Future Party leader and former prime minister Ahmet Davutoğlu has said that he attempted to have the Public Procurement Law changed during his term as prime minister, but his efforts turned futile.
Davutoğlu emphasized that public procurement contract award processes need to be held in “a transparent” mechanism due to widespread cronyism and favoritism.
“In the second and third month of my duty [as prime minister], my target was to have Development Plan Law, Political Ethics Law and Public Procurement Law changed.
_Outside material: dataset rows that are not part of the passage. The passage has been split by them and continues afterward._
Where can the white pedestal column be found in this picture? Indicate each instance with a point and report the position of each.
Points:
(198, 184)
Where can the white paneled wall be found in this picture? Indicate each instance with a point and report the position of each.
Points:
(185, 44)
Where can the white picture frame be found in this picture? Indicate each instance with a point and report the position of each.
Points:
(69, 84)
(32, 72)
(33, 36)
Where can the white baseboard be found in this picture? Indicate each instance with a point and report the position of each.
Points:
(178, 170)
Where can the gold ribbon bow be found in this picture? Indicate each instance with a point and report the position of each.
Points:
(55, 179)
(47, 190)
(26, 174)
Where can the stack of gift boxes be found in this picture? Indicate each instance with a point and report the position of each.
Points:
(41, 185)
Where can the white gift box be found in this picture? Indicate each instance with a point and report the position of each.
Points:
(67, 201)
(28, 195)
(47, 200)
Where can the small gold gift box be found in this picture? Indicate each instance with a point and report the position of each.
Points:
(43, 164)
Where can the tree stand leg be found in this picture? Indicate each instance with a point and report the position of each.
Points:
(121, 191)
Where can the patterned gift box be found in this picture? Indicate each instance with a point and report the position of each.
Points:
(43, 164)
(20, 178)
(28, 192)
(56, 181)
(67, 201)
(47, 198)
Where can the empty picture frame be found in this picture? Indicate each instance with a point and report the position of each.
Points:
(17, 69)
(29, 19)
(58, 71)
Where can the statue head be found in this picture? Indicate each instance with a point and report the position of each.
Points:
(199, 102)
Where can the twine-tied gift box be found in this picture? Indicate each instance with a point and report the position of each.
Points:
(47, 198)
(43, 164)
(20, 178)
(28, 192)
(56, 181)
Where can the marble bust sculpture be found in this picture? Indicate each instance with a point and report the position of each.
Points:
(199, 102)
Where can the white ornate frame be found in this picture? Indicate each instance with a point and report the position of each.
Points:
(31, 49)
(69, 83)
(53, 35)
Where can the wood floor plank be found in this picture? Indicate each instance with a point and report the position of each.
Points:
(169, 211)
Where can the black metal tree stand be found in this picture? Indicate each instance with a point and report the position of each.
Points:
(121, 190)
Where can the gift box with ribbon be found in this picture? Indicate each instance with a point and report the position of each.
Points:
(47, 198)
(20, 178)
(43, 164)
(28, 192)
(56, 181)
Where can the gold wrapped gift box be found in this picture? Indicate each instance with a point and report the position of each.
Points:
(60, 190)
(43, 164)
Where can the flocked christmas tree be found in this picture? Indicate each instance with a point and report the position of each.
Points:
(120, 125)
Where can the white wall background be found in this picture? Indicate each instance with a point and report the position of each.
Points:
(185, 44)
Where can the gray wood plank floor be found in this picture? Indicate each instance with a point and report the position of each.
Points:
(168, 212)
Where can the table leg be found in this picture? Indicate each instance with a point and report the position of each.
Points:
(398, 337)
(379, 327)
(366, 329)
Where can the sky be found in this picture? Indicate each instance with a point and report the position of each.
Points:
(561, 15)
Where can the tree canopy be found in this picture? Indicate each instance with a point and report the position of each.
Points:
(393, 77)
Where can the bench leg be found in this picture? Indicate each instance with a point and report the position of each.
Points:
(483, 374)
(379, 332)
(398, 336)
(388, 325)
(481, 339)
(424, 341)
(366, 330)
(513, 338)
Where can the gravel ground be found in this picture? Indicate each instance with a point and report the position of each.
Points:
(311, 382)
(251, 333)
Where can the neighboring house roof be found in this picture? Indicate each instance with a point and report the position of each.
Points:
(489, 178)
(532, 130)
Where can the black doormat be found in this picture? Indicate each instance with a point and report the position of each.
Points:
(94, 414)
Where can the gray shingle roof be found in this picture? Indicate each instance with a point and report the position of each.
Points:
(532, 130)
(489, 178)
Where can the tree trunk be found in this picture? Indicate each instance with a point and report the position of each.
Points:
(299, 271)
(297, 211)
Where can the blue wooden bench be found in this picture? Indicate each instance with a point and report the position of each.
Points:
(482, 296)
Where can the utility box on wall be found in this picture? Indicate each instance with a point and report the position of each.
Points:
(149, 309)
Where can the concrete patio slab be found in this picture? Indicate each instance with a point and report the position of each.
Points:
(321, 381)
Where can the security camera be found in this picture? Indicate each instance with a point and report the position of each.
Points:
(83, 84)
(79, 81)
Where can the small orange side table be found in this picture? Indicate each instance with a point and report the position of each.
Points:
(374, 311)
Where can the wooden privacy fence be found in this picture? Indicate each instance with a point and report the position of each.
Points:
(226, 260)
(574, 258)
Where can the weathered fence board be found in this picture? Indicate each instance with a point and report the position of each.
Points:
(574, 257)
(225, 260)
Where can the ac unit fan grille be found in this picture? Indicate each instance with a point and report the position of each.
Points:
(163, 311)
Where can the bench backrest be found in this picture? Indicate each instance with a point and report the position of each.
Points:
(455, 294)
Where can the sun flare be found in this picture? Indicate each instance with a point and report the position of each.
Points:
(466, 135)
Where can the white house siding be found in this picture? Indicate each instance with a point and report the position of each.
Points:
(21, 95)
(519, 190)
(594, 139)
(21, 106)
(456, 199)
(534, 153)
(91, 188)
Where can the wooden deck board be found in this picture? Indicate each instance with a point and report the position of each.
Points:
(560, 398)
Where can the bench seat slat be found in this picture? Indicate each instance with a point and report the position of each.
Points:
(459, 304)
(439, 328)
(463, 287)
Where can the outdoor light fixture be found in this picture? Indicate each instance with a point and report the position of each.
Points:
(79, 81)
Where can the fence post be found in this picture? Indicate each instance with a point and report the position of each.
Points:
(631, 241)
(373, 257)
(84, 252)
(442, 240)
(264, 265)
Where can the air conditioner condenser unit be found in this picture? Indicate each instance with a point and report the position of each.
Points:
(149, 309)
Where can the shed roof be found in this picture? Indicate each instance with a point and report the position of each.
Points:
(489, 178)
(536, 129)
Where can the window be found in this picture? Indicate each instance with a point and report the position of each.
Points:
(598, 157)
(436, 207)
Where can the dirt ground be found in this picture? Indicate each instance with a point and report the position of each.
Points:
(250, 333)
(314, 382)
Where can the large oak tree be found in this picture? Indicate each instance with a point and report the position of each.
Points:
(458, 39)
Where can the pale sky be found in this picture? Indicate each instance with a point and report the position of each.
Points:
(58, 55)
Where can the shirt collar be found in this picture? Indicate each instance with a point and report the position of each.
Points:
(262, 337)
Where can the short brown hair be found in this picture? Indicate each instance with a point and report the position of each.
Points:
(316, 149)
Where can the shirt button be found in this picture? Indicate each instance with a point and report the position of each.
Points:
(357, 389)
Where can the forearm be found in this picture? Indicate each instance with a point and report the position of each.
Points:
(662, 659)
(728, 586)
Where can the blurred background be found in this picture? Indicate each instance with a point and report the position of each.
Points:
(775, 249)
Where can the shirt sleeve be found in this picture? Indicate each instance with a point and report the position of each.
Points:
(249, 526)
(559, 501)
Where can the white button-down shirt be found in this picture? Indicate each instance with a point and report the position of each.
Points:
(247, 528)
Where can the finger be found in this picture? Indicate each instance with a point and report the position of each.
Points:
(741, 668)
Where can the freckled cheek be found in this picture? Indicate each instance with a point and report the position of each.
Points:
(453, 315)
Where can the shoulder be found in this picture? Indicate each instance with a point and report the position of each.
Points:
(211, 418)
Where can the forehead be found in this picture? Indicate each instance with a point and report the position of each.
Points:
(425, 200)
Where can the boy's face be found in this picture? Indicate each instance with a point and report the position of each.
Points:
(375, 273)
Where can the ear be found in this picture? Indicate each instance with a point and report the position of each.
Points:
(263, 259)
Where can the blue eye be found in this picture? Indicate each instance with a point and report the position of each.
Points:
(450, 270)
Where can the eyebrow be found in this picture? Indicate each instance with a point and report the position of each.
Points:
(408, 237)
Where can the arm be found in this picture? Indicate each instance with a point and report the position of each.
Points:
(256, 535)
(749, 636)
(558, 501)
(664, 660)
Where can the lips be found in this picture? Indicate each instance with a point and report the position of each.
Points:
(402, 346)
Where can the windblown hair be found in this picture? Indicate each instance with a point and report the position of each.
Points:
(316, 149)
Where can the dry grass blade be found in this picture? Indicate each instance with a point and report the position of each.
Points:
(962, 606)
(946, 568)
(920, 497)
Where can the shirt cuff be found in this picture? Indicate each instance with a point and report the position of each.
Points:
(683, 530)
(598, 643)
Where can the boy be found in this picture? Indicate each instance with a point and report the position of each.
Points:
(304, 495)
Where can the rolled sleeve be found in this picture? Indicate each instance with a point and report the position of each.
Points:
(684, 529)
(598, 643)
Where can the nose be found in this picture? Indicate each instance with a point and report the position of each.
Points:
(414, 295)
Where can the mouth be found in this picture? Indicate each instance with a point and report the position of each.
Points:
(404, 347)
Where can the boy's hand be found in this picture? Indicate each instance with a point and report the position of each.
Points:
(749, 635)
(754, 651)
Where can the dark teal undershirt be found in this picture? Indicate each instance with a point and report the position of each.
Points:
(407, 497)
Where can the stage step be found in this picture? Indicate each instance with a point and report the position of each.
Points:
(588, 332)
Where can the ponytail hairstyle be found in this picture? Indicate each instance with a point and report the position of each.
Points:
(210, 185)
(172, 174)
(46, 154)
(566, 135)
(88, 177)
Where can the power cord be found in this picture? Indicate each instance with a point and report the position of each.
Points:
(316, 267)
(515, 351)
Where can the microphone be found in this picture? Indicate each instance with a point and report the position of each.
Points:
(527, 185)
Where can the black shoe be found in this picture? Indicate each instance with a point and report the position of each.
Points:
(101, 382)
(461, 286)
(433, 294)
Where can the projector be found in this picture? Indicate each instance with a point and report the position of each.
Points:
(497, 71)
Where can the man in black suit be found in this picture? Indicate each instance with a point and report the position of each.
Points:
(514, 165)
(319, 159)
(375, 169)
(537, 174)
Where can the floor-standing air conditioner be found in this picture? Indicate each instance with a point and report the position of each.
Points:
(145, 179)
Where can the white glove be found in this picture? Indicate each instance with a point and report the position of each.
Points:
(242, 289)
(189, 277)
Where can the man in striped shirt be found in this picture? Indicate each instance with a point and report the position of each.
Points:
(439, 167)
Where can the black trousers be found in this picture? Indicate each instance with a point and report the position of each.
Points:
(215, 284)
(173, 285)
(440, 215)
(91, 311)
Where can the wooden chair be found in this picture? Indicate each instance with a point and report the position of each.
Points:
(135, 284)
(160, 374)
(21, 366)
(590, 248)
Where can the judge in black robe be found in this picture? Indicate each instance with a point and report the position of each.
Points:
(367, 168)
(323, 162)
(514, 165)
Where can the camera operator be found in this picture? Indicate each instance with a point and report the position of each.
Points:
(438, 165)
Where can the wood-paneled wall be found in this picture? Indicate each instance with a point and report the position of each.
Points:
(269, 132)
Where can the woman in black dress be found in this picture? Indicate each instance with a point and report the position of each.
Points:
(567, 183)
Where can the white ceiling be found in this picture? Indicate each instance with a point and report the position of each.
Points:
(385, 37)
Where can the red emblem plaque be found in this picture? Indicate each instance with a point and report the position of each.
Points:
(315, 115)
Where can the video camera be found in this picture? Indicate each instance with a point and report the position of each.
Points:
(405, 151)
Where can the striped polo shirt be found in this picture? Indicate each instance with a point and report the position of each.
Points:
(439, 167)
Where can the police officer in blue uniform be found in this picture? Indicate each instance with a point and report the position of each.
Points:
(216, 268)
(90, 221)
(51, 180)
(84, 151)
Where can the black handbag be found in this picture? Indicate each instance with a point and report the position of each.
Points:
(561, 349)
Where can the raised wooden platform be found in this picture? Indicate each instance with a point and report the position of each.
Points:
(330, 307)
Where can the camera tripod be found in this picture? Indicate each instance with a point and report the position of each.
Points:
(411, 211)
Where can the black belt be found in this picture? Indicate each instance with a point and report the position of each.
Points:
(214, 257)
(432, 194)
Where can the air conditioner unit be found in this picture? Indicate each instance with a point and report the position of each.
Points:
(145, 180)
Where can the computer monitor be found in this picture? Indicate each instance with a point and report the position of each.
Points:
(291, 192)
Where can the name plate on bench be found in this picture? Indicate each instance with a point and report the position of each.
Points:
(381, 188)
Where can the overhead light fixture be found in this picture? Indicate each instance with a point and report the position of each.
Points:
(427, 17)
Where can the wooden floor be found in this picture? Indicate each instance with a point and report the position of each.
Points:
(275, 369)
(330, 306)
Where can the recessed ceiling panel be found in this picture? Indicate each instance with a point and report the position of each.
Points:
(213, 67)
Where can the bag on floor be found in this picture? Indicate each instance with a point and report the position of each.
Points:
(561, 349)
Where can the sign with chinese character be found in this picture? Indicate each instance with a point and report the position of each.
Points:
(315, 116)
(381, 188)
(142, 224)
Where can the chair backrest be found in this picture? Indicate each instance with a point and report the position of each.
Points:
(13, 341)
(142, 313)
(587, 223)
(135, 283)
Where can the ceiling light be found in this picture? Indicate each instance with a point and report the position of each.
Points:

I was especially going to intervene in the Procurement Law directly, not to distribute [public resources] to ‘here and there’ like is the case now, but for the process to be held transparently, because I was seeing what was happening in the tenders,” Davutoğlu was quoted as saying by news website T24’s Murat Sabuncu on June 15.
Davutoğlu made the comments during a meeting held with reporters to address the issues concerning Turkey’s economy.
Davutoğlu quit the ruling Justice and Development Party (AKP) last year and founded the Future Party. Davutoğlu became prime minister in 2014 but fell out with President Recep Tayyip Erdoğan two years later.
One of the important most structural problems Turkey currently faces is “corruption and waste of public resources,” Davutoğlu told reporters. He said that public resources are being channeled to “only certain” people.
“I am always saying that in the absence of democracy, oligarchies form. In Turkey, resources are channeled to only certain fractions [of society],” he said.
Davutoğlu said that during his term as prime minister, he also challenged the government’s move to provide tax exemptions to the Russian-owned JSC Akkuyu Nuclear firm, which is building the Akkuyu nuclear power plant in Turkey’s southern province of Mersin.
“Another of my intervention was for Akkuyu nuclear power plant. Due to the newly forged ties with Russia, [the company building] Akkuyu [nuclear power plant] was granted tax deductions, without getting anything in return. This had a serious cost on the economy,” Davutoğlu said, adding that his efforts regarding this issue had also turned futile.